A new member for the
'Hall of Fame'
On International Women's Day in March, a handful of remarkable West Australians were inducted into the local "Women's Hall of Fame."
Among them, the first female Chief Judge of the WA District Court, an eminent Professor of Education and the General Manager of the most successful radio station in Australia.
On the list that day was a telemarketer from Stirling, who, like the other nominees, has also contributed greatly to the community. Why was she included? Because, despite facing some big challenges, this woman has achieved something many others take for granted - living a normal (and successful) life.
Linda Fistonich earned her place at that table of remarkable women through sheer determination - and her dogged refusal to understand the word "can't". She reacted to her award with her typical humility.
"I was kind of overwhelmed really, it was so unexpected," she told INSIDE EDGE.
Linda is blind and has severe hearing loss, yet she works on the phone in the busy headquarters of the W.A. Community Newspaper Group.
Despite an early lack of encouragement from her own teachers, she's a university graduate, having completed a degree in Psychology.
Linda's done volunteer work, helping migrants and the unemployed. As well, she's delivered many talks to children at schools.
Linda Fistonich "walks the talk", demonstrating that all that stands between people with disability and their dreams is determination.

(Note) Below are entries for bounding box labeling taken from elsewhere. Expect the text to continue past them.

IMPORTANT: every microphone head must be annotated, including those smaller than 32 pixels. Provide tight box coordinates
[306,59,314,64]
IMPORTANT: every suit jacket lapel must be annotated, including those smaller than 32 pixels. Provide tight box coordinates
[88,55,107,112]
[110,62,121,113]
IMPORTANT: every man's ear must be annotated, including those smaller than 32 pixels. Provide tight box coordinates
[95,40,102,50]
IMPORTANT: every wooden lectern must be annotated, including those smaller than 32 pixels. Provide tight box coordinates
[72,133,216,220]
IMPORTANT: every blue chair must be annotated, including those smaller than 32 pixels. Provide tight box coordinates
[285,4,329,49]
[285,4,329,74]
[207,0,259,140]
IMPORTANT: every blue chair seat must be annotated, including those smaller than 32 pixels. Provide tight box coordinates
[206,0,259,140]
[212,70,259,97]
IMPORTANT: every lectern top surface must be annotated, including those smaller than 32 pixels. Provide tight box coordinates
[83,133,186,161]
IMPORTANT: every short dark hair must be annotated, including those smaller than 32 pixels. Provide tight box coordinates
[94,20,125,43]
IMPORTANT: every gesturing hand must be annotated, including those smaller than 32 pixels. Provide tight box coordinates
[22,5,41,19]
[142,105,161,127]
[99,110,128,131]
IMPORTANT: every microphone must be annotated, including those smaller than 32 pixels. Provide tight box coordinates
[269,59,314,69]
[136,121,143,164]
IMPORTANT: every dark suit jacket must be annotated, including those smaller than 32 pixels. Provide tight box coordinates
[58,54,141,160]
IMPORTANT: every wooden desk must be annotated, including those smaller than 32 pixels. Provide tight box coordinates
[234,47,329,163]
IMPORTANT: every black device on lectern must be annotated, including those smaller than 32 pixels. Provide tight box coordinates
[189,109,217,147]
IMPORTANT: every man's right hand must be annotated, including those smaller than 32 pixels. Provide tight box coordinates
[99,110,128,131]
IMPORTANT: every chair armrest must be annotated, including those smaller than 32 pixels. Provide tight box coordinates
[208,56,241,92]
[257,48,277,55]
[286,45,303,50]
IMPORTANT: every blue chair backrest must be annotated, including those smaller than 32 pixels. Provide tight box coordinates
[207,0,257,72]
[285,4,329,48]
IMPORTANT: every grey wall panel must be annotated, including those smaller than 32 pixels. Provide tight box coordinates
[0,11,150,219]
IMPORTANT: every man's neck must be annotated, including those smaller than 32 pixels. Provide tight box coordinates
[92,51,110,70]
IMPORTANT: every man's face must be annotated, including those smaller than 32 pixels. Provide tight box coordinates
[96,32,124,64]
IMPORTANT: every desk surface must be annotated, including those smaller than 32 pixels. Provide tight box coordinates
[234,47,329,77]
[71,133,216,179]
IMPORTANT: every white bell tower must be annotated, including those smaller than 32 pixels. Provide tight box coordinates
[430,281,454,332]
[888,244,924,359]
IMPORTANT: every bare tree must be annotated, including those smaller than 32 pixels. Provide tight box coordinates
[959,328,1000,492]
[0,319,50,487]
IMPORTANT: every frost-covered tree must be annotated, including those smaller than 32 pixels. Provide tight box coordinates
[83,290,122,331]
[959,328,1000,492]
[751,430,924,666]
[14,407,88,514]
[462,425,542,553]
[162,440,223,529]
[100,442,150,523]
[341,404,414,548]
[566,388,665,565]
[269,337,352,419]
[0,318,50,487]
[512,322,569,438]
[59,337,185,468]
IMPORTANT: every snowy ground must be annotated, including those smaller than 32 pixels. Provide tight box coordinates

"There's nothing that I really can't do except drive a car," she said.
"If I want something badly enough, be it a job or whatever, I believe that having a disability doesn't stop me from doing a lot of things."
Linda credits her family with instilling an unyielding self-belief.
"Coming from a Croatian background, my family are very determined and fierce, hardworking," she said. "They've never ever wanted me to give up so they were the only ones that really believed in me when I was little."
Linda's early teachers weren't so positive.
"I went to a school for the blind and if you weren't really, really clever or good at music or sports or something like that you were considered a nobody. They never praised me or said nice things about me," she said.
Moving into a mainstream college for high-school changed everything.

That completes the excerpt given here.